The key to making it through a bear market without losing sleep comes from the construction of your portfolio. You probably have a portfolio that consists of a number of mutual funds, ETFs, stocks an bonds. Together, this eclectic mix is designed to achieve a certain goal. Whatever your financial goals, you want to make sure your investments are doing what you intended.
If you have taken the time to create an investment mix that is suitable for your risk tolerance and investment objective, then a bear market shouldn't concern you. Losses and gains are a part of the investment game.
But if you find yourself in a situation where you become uncomfortable with the losses in your portfolio, that is a sign that you probably aren't invested according to your risk tolerance. This commonly happens when investors get overly aggressive in a bull market, and suddenly find themselves turning conservative once losses start to show up. Avoid the temptation to alter your investments based on what the prevailing markets are doing.
You may want to consider investing some money in ETFs or mutual funds that are designed to go up when the market goes down. These investments could then offset some of the losses elsewhere in your portfolio.

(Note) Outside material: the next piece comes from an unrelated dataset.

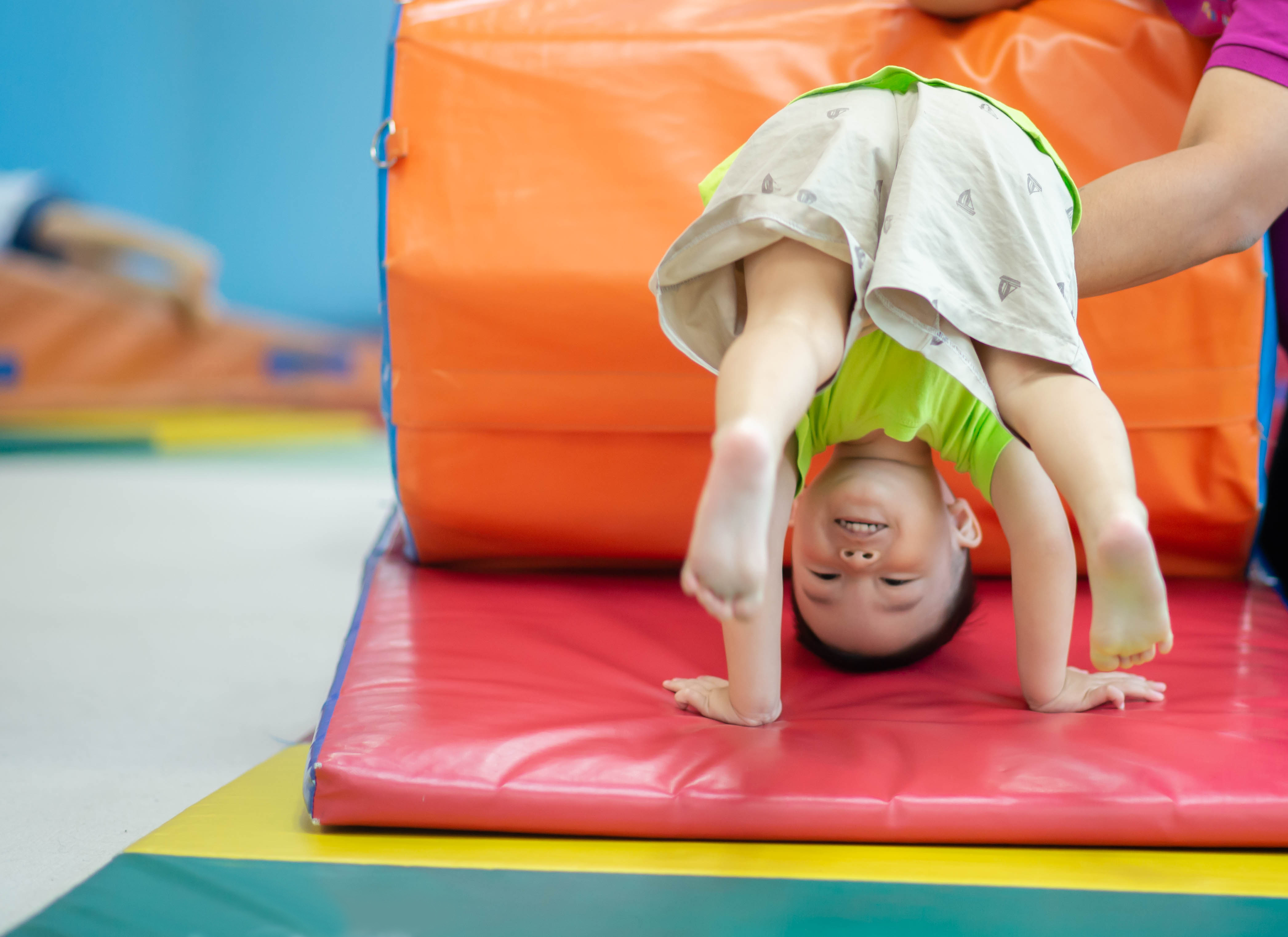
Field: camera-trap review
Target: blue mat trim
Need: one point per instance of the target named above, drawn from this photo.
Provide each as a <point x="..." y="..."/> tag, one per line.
<point x="369" y="570"/>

The problem is that since these investments try to do the opposite of what the underlying market does, if stocks start to go up again these funds are going to go down. It's a double-edged sword, and using this strategy can introduce even more risk to your portfolio than you expected.
Defensive stocks don't mean companies in the defensive sector, but refer to generally larger companies that are better suited to withstand a prolonged bear market. Common traits for defensive stocks are companies with strong balance sheets that have been in business for a long time. Smaller and younger companies may not have the financial stability to weather a bear market, so you can minimize the impact of a declining market if you're concentrated on larger and more stable companies.
Whatever your strategy, remember: don't get anxious and make foolish decisions. If you feel too stressed out to make a solid decision, get the advice of a trusted friend or adviser. Don't forget that no decision, however big or small, will stick with you a long time financially.